It’s Time to Bring (Real) Windows 10 to the Raspberry Pi (Premium)

The Raspberry Pi 4 is the first ultra-low-cost computer board from the Raspberry Pi Foundation to offer truly PC-like performance. It’s time to turn it into a real PC.

Yes, that means bringing Windows 10---real Windows 10---to the platform.

For years, the Raspberry Pi platform has come ever-closer to realizing this dream, but it’s always been constrained by one thing: An anemic amount of RAM. The first version, released in 2012, sported just 512 MB of RAM, while subsequent versions---including the Raspberry Pi 2 in 2015 and the Raspberry Pi 3, from 2016---had just 1 GB of RAM.

Microsoft hasn’t ignored the Pi. It released a free version of Windows 10 IoT Core for the Pi 3 in 2016. And .NET Core came to the platform in 2017. But neither of these things, nor these two things combined, represent or equal real Windows 10. They relegate the Pi board computer to being an enthusiast- and student-oriented teaching tool only.

That kind of thing is fine, of course. In fact, we can and should credit Raspberry Pi for reigniting a homebrew-style personal computing enthusiast movement the likes of which hasn’t been seen since the late 1970s and early 1980s. But let’s be realistic: This movement is to personal computing as are vinyl records to music today; interesting on some level, and certainly nostalgic, but not a real push to make things the way they were before. The impact and reach are limited.

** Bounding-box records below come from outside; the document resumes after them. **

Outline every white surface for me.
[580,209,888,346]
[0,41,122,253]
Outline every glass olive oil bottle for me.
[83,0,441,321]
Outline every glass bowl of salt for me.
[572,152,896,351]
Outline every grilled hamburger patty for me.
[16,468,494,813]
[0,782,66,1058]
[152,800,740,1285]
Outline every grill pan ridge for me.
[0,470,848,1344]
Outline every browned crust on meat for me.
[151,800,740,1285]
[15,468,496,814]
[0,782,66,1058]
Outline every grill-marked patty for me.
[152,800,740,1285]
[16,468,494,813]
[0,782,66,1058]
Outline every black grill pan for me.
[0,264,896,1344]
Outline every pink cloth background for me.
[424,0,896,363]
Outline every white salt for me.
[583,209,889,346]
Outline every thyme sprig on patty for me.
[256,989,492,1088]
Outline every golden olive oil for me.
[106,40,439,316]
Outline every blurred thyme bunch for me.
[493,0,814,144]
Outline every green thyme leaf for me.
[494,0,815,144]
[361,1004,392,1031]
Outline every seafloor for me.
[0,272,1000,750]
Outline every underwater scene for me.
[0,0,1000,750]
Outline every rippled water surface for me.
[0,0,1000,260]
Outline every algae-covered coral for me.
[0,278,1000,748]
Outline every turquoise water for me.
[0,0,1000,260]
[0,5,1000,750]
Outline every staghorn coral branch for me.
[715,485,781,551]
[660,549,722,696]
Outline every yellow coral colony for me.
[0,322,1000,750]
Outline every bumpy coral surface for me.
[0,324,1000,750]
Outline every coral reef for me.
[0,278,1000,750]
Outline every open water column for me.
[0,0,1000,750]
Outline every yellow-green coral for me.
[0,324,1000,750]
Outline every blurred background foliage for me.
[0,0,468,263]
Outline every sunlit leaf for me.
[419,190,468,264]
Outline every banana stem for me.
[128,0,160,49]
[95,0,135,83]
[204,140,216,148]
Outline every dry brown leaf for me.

But putting real Windows 10 on the Raspberry Pi could have far-reaching implications.

Doing so would give aspiring tinkerers and developers even more tools with which to work. More important, it could bring low-cost computing to the masses in a way that many expected never to happen. We’ve been told, so many times, that the billions of people coming up in third-world countries and developing markets would only use a smartphone as their sole computing device. Low-cost Pi-based PCs could change this.

And there is a real need here. The entire justification for low-cost PC-like solutions like Chromebooks is that, yes, most people will mostly use their phones, but every once in a while they will need a bigger screen, a real keyboard, and a pointing device in order to write and perform other tasks at length. Microsoft itself is responding to this reality with Lite OS and a presumed Chromebook challenger that will also run web and mobile apps.

A Raspberry Pi 4 running real Windows 10 could be the modern equivalent of Apple’s now laughably expensive Mac Mini, too, a BYODKM---Bring Your Own Display, Keyboard, Mouse---solution that could undercut even the Chromebook. In fact, I think mobile is the right way to go here: There’s no reason that a Pi 4-based laptop couldn’t be cheaply built.

Consider that first Mac Mini, announced and released in 2005. It featured a 32-bit PowerPC G4 processor, 256 MB to 1 GB of RAM, a 40 GB or bigger Ultra-ATA hard drive, a CD-R/DVD combo drive, and decent connectivity: Fast Ethernet, DVI-out f...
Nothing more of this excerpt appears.